There might soon be a dark and stormy night in Fresno -- at last.
After a record-setting eight rainless weeks, stormy weather is headed this way Thursday night through the weekend, says the National Weather Service.
"It took long enough to get here," said private meteorologist Steve Johnson, who has made predictions in the Valley for decades. "I'm so sick of cold and dry."
Today will still be cold and dry, the weather service predicts. But rain clouds will start moving into the area Thursday. Chances of rain improve on Friday with the possibility of nearly an inch of rainfall overnight, according to the weather service's early-week forecasts.
What finally changed? A ridge of air has been bouncing storms away from California, and now the ridge is moving toward Alaska. The door is open for storms to stream into the Pacific Northwest, Northern California and maybe Fresno.
The heart of the stormy weather probably will remain in Canada, some forecasters say. If the forecast pans out, that means Fresno and the nearby Sierra will be on the southern edge of the rain and snow.
During the long dry spell, the usual string of winter storms has buried Alaska cities in snow, instead of blasting California. The Sierra Nevada snowpack now is almost nonexistent -- 11% of average.
Forests and foothills are so dry that state fire officials in early January warned the public about possible wildfires.
Fresno's rain total is 1.57 inches this season, far behind the average of 4.83 inches this time of year. All of it came before Thanksgiving. The biggest storm dropped .90 of an inch of rain on Oct. 5.
No major California city has average rainfall this year, except for San Diego with 106% of average. San Joaquin Valley cities are well below 50%. Stockton is the lowest with 25% of average.
The puny rainfall numbers in California are not considered unusual during episodes of La Niña, when the Pacific Ocean cools along the equator, said Mike Halpert, deputy director of the federal Climate Prediction Center. So don't be surprised if the rest of this winter remains on the dry side.

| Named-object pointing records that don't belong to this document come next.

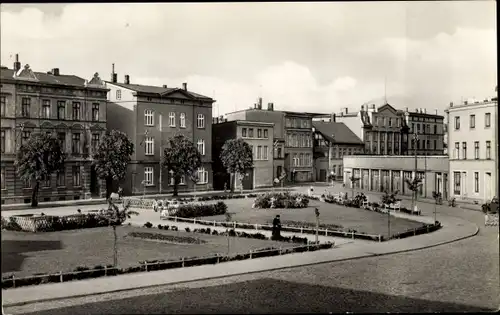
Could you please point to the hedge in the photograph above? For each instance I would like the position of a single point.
(153, 265)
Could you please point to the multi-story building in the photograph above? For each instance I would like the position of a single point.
(473, 151)
(333, 141)
(383, 130)
(292, 137)
(430, 129)
(68, 106)
(259, 135)
(150, 115)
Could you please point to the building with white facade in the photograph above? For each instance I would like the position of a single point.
(472, 148)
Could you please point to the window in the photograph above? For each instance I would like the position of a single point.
(149, 117)
(171, 119)
(182, 122)
(61, 109)
(3, 178)
(149, 146)
(472, 121)
(201, 146)
(148, 176)
(76, 110)
(3, 141)
(61, 136)
(26, 104)
(25, 135)
(3, 105)
(456, 183)
(200, 121)
(457, 122)
(202, 175)
(95, 141)
(476, 182)
(61, 181)
(75, 144)
(95, 112)
(487, 120)
(45, 108)
(76, 176)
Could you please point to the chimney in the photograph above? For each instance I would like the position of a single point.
(17, 64)
(114, 76)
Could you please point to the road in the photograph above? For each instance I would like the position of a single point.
(461, 276)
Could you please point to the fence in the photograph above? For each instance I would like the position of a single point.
(268, 227)
(13, 282)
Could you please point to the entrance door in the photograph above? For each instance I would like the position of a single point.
(487, 187)
(94, 184)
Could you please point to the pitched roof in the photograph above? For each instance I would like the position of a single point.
(42, 77)
(151, 89)
(340, 131)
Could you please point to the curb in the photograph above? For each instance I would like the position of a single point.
(245, 273)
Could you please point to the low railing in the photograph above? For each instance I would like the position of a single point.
(13, 282)
(268, 227)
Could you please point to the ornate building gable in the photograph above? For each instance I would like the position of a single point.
(25, 74)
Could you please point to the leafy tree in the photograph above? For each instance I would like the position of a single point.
(38, 159)
(112, 157)
(413, 185)
(236, 156)
(181, 158)
(116, 217)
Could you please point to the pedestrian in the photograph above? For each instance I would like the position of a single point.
(276, 234)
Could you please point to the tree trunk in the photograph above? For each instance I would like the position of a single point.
(34, 195)
(115, 247)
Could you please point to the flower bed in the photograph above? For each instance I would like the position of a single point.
(280, 200)
(167, 238)
(152, 265)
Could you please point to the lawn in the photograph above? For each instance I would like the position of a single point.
(358, 219)
(24, 253)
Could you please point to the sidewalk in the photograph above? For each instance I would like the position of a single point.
(453, 229)
(99, 201)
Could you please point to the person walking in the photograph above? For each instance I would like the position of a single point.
(276, 233)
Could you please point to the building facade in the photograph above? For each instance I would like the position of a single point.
(292, 139)
(150, 116)
(389, 173)
(473, 152)
(333, 141)
(66, 106)
(259, 135)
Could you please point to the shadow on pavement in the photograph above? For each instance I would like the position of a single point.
(264, 296)
(12, 252)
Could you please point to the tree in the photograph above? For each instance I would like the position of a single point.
(38, 159)
(116, 217)
(353, 181)
(181, 157)
(236, 156)
(112, 157)
(413, 185)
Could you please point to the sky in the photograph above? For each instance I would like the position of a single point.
(315, 57)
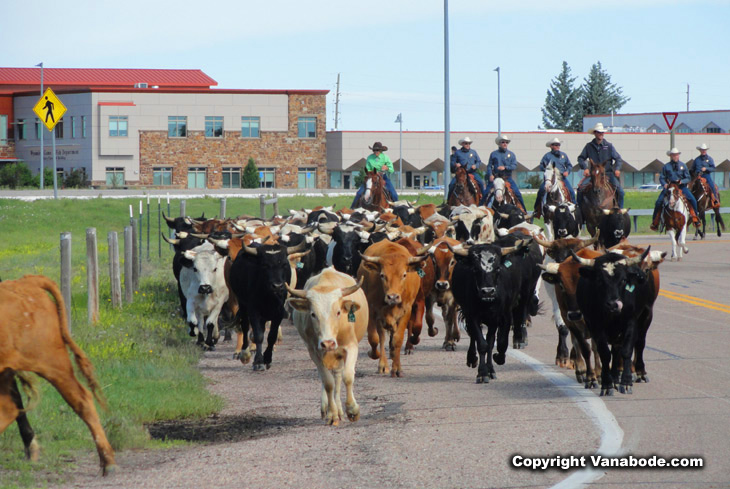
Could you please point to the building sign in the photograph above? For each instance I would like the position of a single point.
(49, 109)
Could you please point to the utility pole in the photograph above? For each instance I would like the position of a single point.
(337, 101)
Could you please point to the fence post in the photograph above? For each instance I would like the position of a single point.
(115, 285)
(129, 263)
(66, 273)
(92, 276)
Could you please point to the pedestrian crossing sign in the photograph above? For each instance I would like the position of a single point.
(49, 109)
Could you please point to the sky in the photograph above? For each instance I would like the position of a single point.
(390, 54)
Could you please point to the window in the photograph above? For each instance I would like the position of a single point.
(114, 177)
(3, 130)
(177, 126)
(266, 177)
(231, 177)
(196, 177)
(214, 127)
(307, 127)
(162, 176)
(307, 178)
(250, 127)
(118, 126)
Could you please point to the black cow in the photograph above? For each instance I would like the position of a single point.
(615, 226)
(616, 298)
(258, 275)
(494, 286)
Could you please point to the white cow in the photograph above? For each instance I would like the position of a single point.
(203, 282)
(331, 315)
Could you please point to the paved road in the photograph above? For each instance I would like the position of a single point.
(436, 428)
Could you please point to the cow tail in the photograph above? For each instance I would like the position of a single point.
(82, 361)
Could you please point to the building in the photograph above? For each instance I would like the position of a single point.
(423, 154)
(165, 128)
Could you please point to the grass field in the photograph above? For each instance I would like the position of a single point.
(144, 359)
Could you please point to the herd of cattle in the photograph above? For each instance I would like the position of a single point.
(340, 274)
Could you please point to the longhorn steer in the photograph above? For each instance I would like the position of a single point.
(331, 316)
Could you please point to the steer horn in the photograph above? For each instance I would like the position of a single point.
(583, 261)
(352, 288)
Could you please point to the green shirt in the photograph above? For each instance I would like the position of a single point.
(377, 162)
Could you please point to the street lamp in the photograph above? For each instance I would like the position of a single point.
(399, 120)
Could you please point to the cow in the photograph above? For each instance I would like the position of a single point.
(616, 297)
(203, 281)
(391, 284)
(258, 278)
(331, 315)
(615, 226)
(35, 336)
(494, 286)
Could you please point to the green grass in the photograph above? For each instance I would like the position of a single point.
(143, 357)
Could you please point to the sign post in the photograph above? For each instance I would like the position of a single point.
(49, 106)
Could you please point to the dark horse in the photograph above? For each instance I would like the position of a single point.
(375, 197)
(702, 192)
(466, 190)
(597, 197)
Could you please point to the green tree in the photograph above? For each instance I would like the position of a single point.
(599, 95)
(250, 175)
(562, 109)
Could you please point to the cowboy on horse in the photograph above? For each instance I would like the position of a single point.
(502, 163)
(468, 159)
(378, 162)
(602, 152)
(674, 172)
(554, 159)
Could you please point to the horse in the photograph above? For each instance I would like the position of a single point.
(702, 192)
(597, 197)
(466, 189)
(556, 193)
(674, 218)
(374, 198)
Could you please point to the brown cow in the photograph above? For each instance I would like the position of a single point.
(35, 336)
(391, 283)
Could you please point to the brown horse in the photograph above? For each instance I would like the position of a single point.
(598, 196)
(374, 198)
(466, 190)
(702, 192)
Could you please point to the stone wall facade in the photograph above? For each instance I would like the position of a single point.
(283, 151)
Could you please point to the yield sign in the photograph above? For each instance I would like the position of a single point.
(49, 109)
(670, 118)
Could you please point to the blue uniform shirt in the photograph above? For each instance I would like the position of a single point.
(505, 158)
(465, 158)
(556, 158)
(673, 172)
(600, 153)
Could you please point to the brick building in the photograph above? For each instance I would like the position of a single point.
(166, 128)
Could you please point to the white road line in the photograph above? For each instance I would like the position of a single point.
(611, 433)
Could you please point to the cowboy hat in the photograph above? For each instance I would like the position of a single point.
(501, 138)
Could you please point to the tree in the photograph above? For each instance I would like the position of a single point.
(250, 175)
(599, 95)
(562, 109)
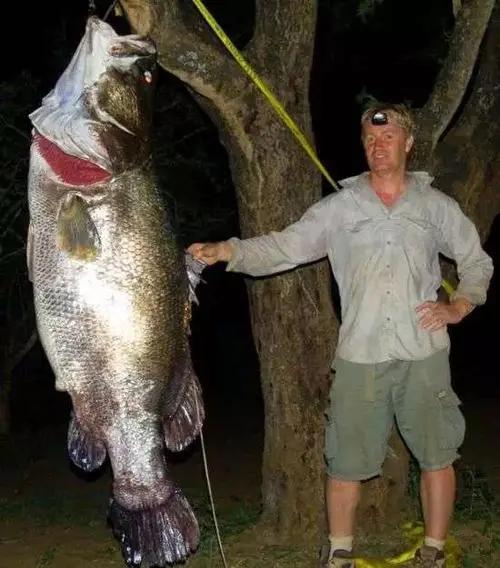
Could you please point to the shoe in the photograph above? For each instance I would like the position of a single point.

"It's starting to look more favorable for wetter weather in Oregon and Northern California," Halpert said. "But it tilts toward a drier winter in the Fresno area."
La Niña winters also tilt toward colder weather in the Valley. In December, Fresno had 17 nights at 32 degrees or lower.
Fresno's evening temperatures were several degrees higher than in outlying areas because of the heat-island effect, which means buildings, roads and landscaping keep larger cities warmer.
In the outlying areas -- away from urban centers -- it is noticeably colder. Hanford had 21 nights in December when the mercury dropped into the 20s. On Christmas Eve and Christmas, the lows dropped to 21 degrees in Hanford.
Last January, Fresno was warmer, but rainfall was below average. The city was drying out after the second-wettest December on record. There was little rain after a Jan. 2 storm dumped 1.13 inches, but nobody was worrying.
Now, city leaders, farmers, hydroelectric-project owners and industries have been watching the weather report for weeks, waiting for the first rain since Nov. 20.
One very interested observer is Ronald Jacbosma, general manager of the Friant Water Authority, which delivers irrigation water to 15,000 growers on the Valley's east side. He's looking for any angle to assure him that the storm will show up.
"I might wash my car on Thursday," he said. "Sometimes that works."